Examination of Witnesses (Questions 300
TUESDAY 16 JANUARY 2001
300. The Committee happens to have this very
recent evidence from Abbey National. Abbey National are of course
a player, no doubt they have their own reasons for doing these
surveys and for providing this information to the Committee, but
at last, above the surface, we have some large-scale, systematic
information which is very recent. What it shows is a very poor
performance on behalf of two of the major clearers. Do you not
think that is cause for concern? Does it not cause you, even from
the British Bankers' Association, to have some doubts about whether
all this wonderful rhetoric of transparency will be very easily
translated into things we can all see and know?

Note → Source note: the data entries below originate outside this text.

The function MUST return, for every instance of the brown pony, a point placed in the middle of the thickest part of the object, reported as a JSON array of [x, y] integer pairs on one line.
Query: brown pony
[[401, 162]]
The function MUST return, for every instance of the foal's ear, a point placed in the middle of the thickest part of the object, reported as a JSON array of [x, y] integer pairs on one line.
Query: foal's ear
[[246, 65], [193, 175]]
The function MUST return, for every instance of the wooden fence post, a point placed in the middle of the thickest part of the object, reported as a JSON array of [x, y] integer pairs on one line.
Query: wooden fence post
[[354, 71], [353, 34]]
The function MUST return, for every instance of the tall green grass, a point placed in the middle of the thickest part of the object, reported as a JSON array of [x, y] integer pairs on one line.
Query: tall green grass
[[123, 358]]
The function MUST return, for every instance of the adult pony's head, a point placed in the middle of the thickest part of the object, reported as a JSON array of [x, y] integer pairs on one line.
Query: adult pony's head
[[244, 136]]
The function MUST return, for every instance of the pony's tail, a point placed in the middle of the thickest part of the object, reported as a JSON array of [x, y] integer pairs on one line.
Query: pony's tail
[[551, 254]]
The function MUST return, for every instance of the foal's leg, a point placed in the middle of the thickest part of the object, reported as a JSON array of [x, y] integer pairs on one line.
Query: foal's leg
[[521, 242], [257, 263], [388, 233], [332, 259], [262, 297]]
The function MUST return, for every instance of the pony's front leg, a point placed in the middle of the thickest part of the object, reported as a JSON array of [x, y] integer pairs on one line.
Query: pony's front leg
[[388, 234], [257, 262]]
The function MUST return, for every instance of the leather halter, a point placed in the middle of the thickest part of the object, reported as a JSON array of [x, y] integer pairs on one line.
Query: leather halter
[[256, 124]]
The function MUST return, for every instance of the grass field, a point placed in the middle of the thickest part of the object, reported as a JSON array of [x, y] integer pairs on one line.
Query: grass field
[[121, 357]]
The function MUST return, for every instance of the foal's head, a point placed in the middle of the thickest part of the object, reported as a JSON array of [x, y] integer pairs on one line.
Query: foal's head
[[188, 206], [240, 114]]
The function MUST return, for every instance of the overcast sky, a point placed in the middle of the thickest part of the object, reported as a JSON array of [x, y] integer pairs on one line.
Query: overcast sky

(Mr Sweeney) It depends entirely what you mean by
301. You used the term.
(Mr Sweeney) Yes, I did. I said earlier that I did
not want to see a close link directly between the costs of providing
the service and the final price because I just do not believe
that is the way markets actually work. What you do need is sufficient
transparency, which is what I mean by transparency, for the customer
to be able to assess whether they are getting good value and to
shop around in a market which then works effectively in precisely
the way we were just having described for us in the credit card
market. You will find that prices are then driven down because
there is more choice in the marketplace. That is the most effective
way of doing it. I have no idea, because I am not privy to the
relationship which Abbey has with other banks, of the strength
of that information, what it means, how it was assessed, what
its significance is. In one sense I welcome it because it is part
of the market working effectively and the industry saying to itself
in terms of best practice that they are doing X but others are
doing Y and that is less good than us. I have no problem with
it; it is part of the market working.
302. Mr Hawkins' point is, in the case of credit
cards, which is the particular area he is concerned about, that
if we are assiduous enough and if we are careful enough and if
we keep the right paperwork we can all discover the prices we
are being charged for access to credit card services by all the
different providers. Your point is a very important one which
is that costs and prices are not related at all in this particular
market. You are right. So we are still no further towards discovering
where this 98.7 per cent of costs actually is, are we?
(Mr Sweeney) I did not actually say that. What I said
was that I would be sad if there were always a ritualistic relationship
between cost and pricing. I would submit that it is not a great
deal different. At the moment I am trying to buy a car. I have
absolutely no idea what it costs to produce a car, so I have absolutely
no idea whether I am getting a better product by buying car A
as opposed to car B. Actually getting behind pricing mechanisms
is extremely difficult in all markets. What you have to do is
make sure that there is sufficient transparency for people to
judge value for money for them and then the market will bear on
the players by driving down prices to the lowest common denominator.
That is the way markets work throughout the world and work very
effectively. It should be no different in the banking world.
303. So this is your position: we are in possession
of all the information, we have designed a structure in which
most of the costs are actually contained within the banking organisations.
The bit we can see, which we can identify, which is the transmission
cost between the banks, is infinitesimal, it is 1.3 per cent of
the costs. Ninety-eight per cent of the costs are hidden within
the banks and your attitude is that it is down to us as consumers;
we have to do the work, we have to do the comparisons which drive
those costs down.
(Mr Sweeney) No, with respect, I did not say that.
304. Every time I play back to you a proposition
you have advanced yourself, you deny liability. Very interesting.
(Mr Sweeney) No, every time you play back a proposition
I have advanced it is actually slightly different from the proposition
I did advance.
305. Very typical of banks.
(Mr Sweeney) I would submit that is not accurate either.
Let us leave that. The point I am making is that a slavish adherence
to the cost of a product in setting a price or determining whether
that price is fair is a blind alley. Certainly I do not expect
consumers to thrash around trying to work out what the individual
cost structures of banks are, any more than I expect to have to
thrash about trying to decide what the individual cost of a Ford
is or this suit. I have absolutely no idea what it costs to produce
this suit. A suit of this quality is produced by a variety of
different manufacturers and what I need to be able to know is
what the price of each of those suits is and be sure that they
are of the same quality so that I can determine which one I can
buy. That is the industry obligation. That is what the FSA is
working on. That is what I am personally committed to. That is
what the BBA is committed to; transparency in that sense. It is
for people like Cruickshank and the Competition Commission and
others to look then at the broad structure and see whether that
transparency produces a price for the customer which is fair in
relation to cost. That seems to me perfectly proper. Cruickshank
has given one answer. I do not share all of it. The Competition
Commission is looking at it in another part of the marketplace
and that is absolutely fine. That is not of concern to the individual
consumer, nor should it be of concern, but it is also not the
be-all and end-all of an effective competitive marketplace. That
is my point.
Chairman: Thank you very much for your
answers and thank you very much for coming.